In our latest report of over 100 marketers, 74% say link building is very important to the success of their marketing.
Okay, so it’s very important. We figured, but we needed to validate it before we made that assumption.
But, the things marketers deem important aren’t always reflected in their strategy. In other words, marketers may say that link building is an important exercise, but how many of them actively executing on this?
Turns out, 84% of marketers say that their link building strategy is deliberate, meaning they aren’t relying on others to simply find and link to their content organically. They’re actively making it happen.
Well, there are a lot of opinions on the subject. So many, in fact, that this is our biggest report yet. We had over 100 responses to our request for comments, and while we couldn’t include them all here, we’ve included a ton of great advice.
To make it easier to read, we’ve broken down all responses into 7 distinct categories.
Editor’s note: Here’s a good way to prioritize which content to pitch to potential partners and publishers for backlinks – start with the pages already driving high click-through-rates in search engines. Grab this free Google Search Console template and see which pages on your website would be good starting points.
Unsurprisingly, a large number of marketers suggest building links by creating great content. It’s not a shortcut, and it’s nothing revolutionary. But it’s the best link-building strategy out there.
“Stop trying to game the system,” says Kayla Tarantino, demand generation manager at DoubleDutch. “There is no quick way to link-building success. There is just grinding sweat equity poured into creating content that’s worth being linked to and shared.”
Lots of marketers chimed in with ideas on the best kinds of content to create:
We also got a few cool success stories from marketers telling us the kind of content that helped them get backlinks to their site.
“We created a statistic blog based on industry statistics,” says Mackenzie Thompson, marketing associate at National Health Care Provider Solutions, “and pulled the information for a variety of sources.”

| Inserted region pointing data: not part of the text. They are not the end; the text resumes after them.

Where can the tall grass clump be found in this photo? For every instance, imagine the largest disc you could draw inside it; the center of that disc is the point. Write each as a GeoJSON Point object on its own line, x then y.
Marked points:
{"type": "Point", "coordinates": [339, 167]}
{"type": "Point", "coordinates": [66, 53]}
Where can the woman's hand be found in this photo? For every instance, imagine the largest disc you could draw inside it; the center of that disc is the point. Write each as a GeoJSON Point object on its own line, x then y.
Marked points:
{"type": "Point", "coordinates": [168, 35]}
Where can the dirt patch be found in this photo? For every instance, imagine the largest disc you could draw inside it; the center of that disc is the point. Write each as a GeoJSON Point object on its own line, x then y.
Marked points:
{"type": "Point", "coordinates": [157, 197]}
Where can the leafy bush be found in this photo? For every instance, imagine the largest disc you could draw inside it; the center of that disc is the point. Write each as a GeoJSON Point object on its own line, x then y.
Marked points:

While the post hasn’t been a high-converting one, adds Thompson, it’s been a fantastic link-building resource. NHCPS has gotten two .edu links and a great deal of referral traffic.
Text Request marketing director Kenneth Burke shard a similar story. “We asked, ‘What is something related to our industry that would be valuable to others writers, and that they search for a lot?'” The answer, they decided, was text messaging statistics (Text Request is a B2B text messaging software company).
“So, we created a blog post with all of the texting statistics we could find, optimized it for search, got it to rank #1 for searches related to ‘texting statistics,’ and started earning backlinks.”
Text posts can obviously be valuable. But we had a few people tell us that their visuals were most effective in earning backlinks.
Auto Accessories Garage built an interactive map that shows where traffic in the United States is slowest and fastest. By using data from the Census Bureau, the company showed users how slow or fast the commutes are in different parts of the country.
Jim Milan, communications and organic search manager, also shared his promotion strategy: “We then shared this piece of content on the Data is Beautiful subreddit,” where it earned many upvotes. Those upvotes got it in front of writers at major publications.
That’s how this visualization got featured on “highly authoritative sites like marketwatch.com, chicagotribune.com, nbcchicago.com, carto.com and more.”
Jon Tavarez, head of growth at FLUX, told us that he did something similar with an infographic. By placing users first and not focusing on promoting the company, he was able to land over 100 backlinks and get the graphic shared to massive audiences by influencers like Guy Kawasaki.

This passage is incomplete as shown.